The program spends a lot of time talking about the possible errors students may make and they give you the exact phrasing of what you need to say to help the student make the correction. It is not the teacher doing the work for the student. The teacher provides phrasing and gestures so that the student can do the error correction on their own.
These to me are the most important benefits of the program and resources.
But, you may also be wondering about some of the disadvantages. There are not many, but some of the cons include:
The expense/cost of attending a Sounds-Write training. Personally I don’t see this as a disadvantage because I think the training is very well priced for the information and content you are provided and that can all be implemented immediately.

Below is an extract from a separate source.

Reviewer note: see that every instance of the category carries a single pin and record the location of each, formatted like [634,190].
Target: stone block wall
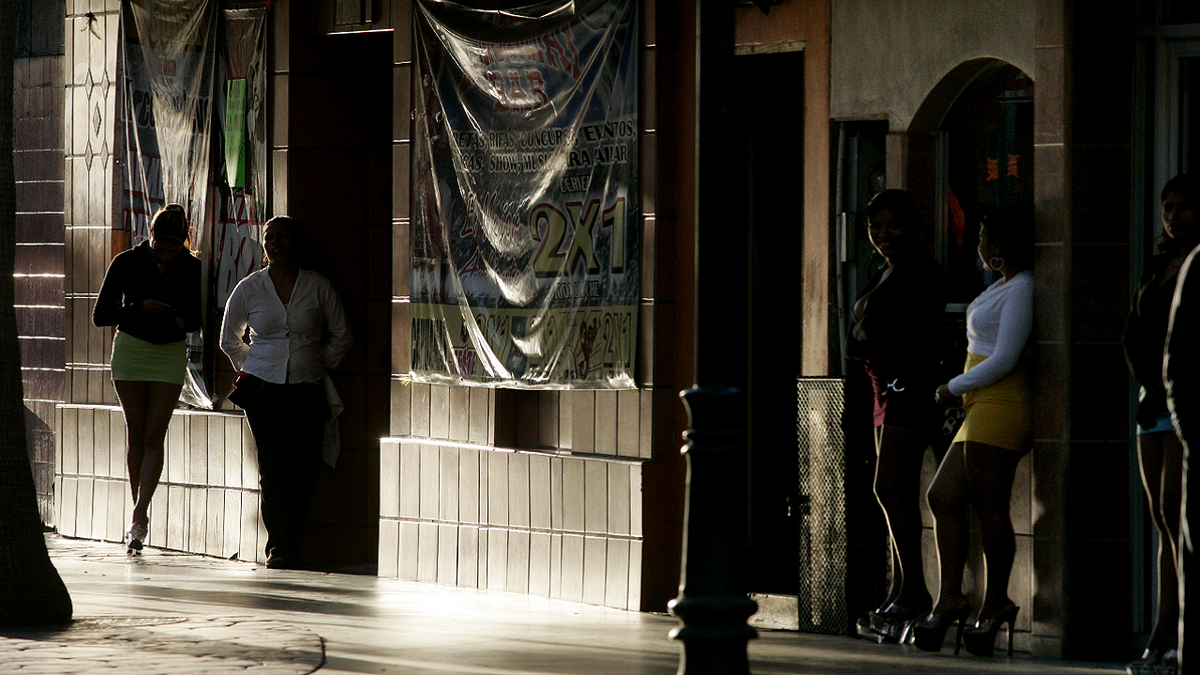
[207,502]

But it may be a factor for you if you’re trying to convince your administration to send you to the training. There is the cost of attending the course as well as the cost of 4 full days of training, where someone else will need to cover your class. From a whole school implementation point of view the cost could be a factor. But, I think that cost is negligible when you consider the quality of the program that your school will be using.
Although you are provided with all of the initial resources to implement the program immediately, there is an additional cost to then purchase the readers, IWB software and workbooks. However, you do not need these resources to initially begin as there is so much provided when you attend a training. When I first started privately tutoring using Sounds-Write all I had was what was provided at the training and that was enough.
Overall, I think there are many more advantages (than disadvantages) to using and implementing the Sounds-Write program, whether it be at a whole school level or one-on-one situation.
This is not a paid or sponsored post. I just love the Sounds-Write program and resources and see how valuable they are at assisting students to learn to read and spell. I use the program and resources with all of my students and wanted to show you what they are, how they can be used and the benefits of using them.
If you have any questions about the Sounds-Write program or the accompanying resources please let me know in the comments.
Do you have an opinion about the Letters and Sounds program?
I personally haven’t used the Letters and Sounds program before. However, teachers I know who first trained in Letters and Sounds and then completed Sounds-Write said that by far Sounds-Write is a superior program.